Haber Law Equity Partner Roger Slade and Senior Associate Eddie Holiday prevailed in a two and a half day trial on behalf of the South Miami Market, a local minority owned convenience store, which had exercised its lease renewal option nine days late after which its landlord rejected the late exercise potentially destroying the market’s ability to continue in business for another fifteen years. The South Miami Market is owned, in part,  by Subroto Sakar, a Bangladeshi immigrant, who immigrated to the United States more than ten years ago. Sarkar speaks English but believed that he needed the assistance of a lawyer to properly put the exercise of the lease option in writing. Sarkar relied upon his former lawyer who helped him purchase the South Miami Market from the landlord who continued to hold the lease. The problem was that Sarkar did not realize that his former lawyer had retired and, despite Sarkar’s email to the lawyer requesting assistance, he did not hear back.
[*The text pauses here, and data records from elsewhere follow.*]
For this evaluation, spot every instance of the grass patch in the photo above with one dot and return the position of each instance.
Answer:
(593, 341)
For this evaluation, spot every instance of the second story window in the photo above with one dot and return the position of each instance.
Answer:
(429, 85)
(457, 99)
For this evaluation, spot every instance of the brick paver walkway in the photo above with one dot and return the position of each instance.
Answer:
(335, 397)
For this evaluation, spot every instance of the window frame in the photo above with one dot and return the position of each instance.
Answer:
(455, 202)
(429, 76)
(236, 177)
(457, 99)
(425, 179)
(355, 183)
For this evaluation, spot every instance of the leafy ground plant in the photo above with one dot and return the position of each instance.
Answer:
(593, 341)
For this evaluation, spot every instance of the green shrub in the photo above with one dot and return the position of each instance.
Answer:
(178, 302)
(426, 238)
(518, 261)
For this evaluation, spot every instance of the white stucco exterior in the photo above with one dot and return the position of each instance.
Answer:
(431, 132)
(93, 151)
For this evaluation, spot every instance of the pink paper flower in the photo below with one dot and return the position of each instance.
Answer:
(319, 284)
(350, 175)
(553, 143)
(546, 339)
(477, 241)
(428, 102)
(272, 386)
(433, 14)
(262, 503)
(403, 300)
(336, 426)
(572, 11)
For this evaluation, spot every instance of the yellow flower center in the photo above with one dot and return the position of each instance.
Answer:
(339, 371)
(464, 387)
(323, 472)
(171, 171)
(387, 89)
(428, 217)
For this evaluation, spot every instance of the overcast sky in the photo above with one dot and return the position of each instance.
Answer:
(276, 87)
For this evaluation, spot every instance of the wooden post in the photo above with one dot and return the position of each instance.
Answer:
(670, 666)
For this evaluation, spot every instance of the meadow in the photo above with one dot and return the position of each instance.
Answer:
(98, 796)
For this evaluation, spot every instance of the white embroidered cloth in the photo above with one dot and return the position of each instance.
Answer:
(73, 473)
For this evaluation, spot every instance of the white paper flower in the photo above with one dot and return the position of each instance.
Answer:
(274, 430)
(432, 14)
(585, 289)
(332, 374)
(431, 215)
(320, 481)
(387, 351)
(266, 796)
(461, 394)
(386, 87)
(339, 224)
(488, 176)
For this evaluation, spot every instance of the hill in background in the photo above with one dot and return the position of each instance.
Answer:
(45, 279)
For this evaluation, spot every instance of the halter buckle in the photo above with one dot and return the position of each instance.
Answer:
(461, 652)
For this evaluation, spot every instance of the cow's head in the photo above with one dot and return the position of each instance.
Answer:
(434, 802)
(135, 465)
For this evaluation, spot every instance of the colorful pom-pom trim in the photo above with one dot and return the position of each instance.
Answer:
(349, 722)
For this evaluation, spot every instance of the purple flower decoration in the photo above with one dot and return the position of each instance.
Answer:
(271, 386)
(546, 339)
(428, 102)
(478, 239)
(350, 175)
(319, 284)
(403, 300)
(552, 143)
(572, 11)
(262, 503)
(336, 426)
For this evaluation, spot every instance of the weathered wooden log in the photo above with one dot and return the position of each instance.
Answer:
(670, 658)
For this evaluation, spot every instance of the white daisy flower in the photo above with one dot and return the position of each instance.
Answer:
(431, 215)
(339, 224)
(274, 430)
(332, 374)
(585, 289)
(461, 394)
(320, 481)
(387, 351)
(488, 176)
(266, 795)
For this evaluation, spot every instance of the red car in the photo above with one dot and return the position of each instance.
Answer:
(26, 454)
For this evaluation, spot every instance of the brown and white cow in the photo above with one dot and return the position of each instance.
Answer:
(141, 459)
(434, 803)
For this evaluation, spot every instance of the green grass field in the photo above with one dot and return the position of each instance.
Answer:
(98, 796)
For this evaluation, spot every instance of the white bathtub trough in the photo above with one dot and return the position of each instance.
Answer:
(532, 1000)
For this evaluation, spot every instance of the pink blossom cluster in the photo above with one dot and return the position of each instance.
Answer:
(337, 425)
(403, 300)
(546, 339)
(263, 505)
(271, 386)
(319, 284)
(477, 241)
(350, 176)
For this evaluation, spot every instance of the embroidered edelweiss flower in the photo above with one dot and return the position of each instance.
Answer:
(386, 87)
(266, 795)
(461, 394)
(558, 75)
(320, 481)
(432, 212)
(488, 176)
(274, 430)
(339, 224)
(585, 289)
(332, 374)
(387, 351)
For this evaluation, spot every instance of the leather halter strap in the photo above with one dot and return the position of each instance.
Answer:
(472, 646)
Subsequent efforts to find another lawyer to assist him were complicated because the lease option exercise was due during the 2022 holidays. 

Sarkar testified that he spoke to his landlord, with whom he had a good relationship, in late December, 2022, before the option was due, and the landlord recognized the extension of the lease but wanted Sarkar to “put it in writing.”  Sarkar’s second lawyer put it in writing, but not until January, 2023, nine days after the deadline. The landlord rejected the late exercise of the lease option in February, 2023 claiming that it wanted to take the business back. The evidence at trial showed that the late exercise of the lease option could have been a costly mistake since Sarkar and his partner had invested more than $500,000 into the business over the course of the first five years of the lease. 
 
Slade and Holiday argued to trial judge Beatrice Butchko that Florida law recognizes a trial court’s ability to exercise its “equitable discretion” to excuse the late exercise of the option if the tenant can prove that the late exercise was the result of a mistake accompanied by “special circumstances.” In ruling in favor of the tenant, Judge Butchko found that the tenant had simply made a mistake in relying upon his former attorney to send notice of the exercise of the option and by relying on the landlord’s oral recognition of the exercise of the option. The Court also found special circumstances and ruled that the delay in exercising the option was slight. 
 
The South Miami Market remains open for business.